By the Editorial Board, Wilkes-Barre Times Leader
In addition to a rundown train station in Wilkes-Barre, other nearby properties soon might be scooped up and renovated, according to a participant in a locally based investment group eyeing the real estate.
If true, and the investors succeed in their goals, this potentially represents a watershed moment for a city long struggling to make a full comeback.
Until recently, Wilkes-Barre’s “rebirth” had been largely engineered by government officials. They used taxpayers’ money for large-scale projects. (Think Coal Street’s expansion, construction of the new bus station and, before that, the salvation of the Stegmaier Brewery building.)
At long last, developers appear ready and willing to put up private cash.
Careful observers already can see this happening in the city’s residential market. In downtown buildings formerly occupied by banks and offices, people have settled into newly supplied apartments and condos. More conversions with more housing units reportedly are on the way.
Last week, Pittston engineer George Albert, speaking on behalf of Market Square Properties Development LLC, indicated investors are not only looking at the former New Jersey Central Railroad site, but also the Innovation Center on Public Square and the First National Bank building. His group hopes to buy the former train station from the Luzerne County Redevelopment Authority and begin work there in June. However, finding tenants has been troublesome and caused a delay in finalizing the purchase, the redevelopment authority’s members were told.
Until the investors provide more specifics, it’s difficult to assess their plans. Who will foot the lion’s share of the expenses? Will government grants or other taxpayer-provided funding enter the mix? How soon before the properties return to the tax rolls?
Area residents have reason to be skeptical; they’ve been burned before. (RIP, Hotel Sterling.)
But the ambitions expressed by Albert and his group represent another in a long line of reasons to be bullish about Wilkes-Barre’s future. Here are others:
• Attitudes about city living, in general, are changing. America’s mass exodus to the suburbs has, in many instances, stopped, replaced by a desire among immigrants, millennials and others to be in urban centers.
• Businessman Joe Amato, whose company bought the University Corners building in Wilkes-Barre three years ago, and others are banking on the continued resurgence of city commerce.
• A budding arts district, anchored by Wilkes University’s soon-to-be-relocated Sordoni Art Gallery, is taking shape on South Main Street.
• Higher-education institutions, including King’s College, continue to offer new eateries, acquire downtown properties and upgrade neighborhoods. Expect to soon see sidewalk improvements bordering the Wilkes campus totalling more than $1 million.

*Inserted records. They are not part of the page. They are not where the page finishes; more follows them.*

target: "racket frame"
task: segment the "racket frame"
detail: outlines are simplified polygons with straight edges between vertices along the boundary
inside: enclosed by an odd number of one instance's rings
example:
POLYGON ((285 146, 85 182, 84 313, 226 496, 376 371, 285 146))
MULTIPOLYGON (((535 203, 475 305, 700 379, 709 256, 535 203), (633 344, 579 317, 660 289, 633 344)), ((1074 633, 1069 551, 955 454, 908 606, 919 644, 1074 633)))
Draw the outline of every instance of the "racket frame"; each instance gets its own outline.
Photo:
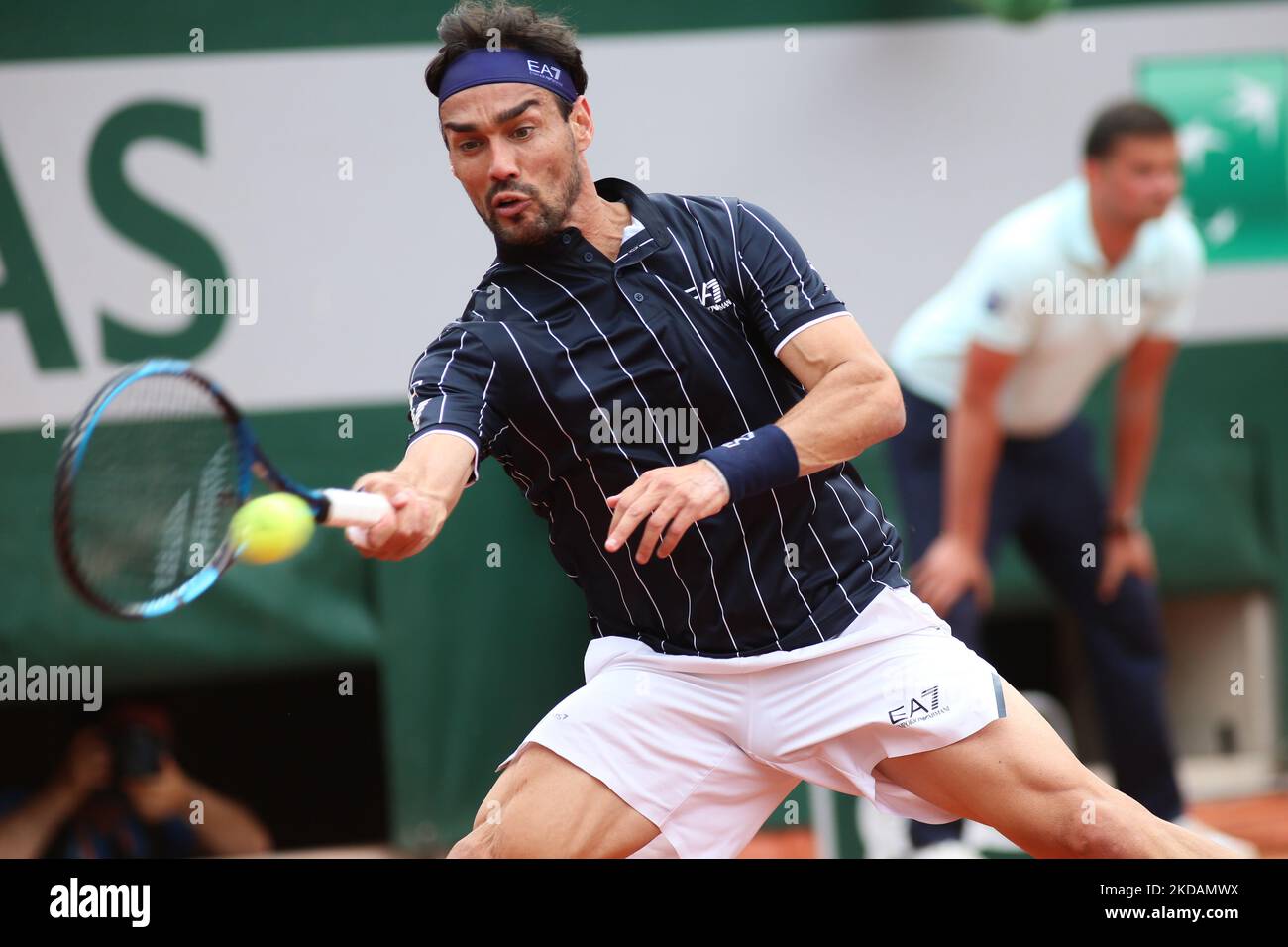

• Three neighborhood residents’ associations recently sprang up, thanks to the efforts of city Councilman Tony Brooks and others. If sustained, these groups will join the already active Downtown Residents Association in mobilizing people to improve their surroundings.
Unfortunately, as momentum slowly swings in the city’s favor, one of the biggest stumbling blocks seems to be government: If the city, county and state fail to pass sensible budgets, and control taxes, people won’t be compelled to put down stakes here for long.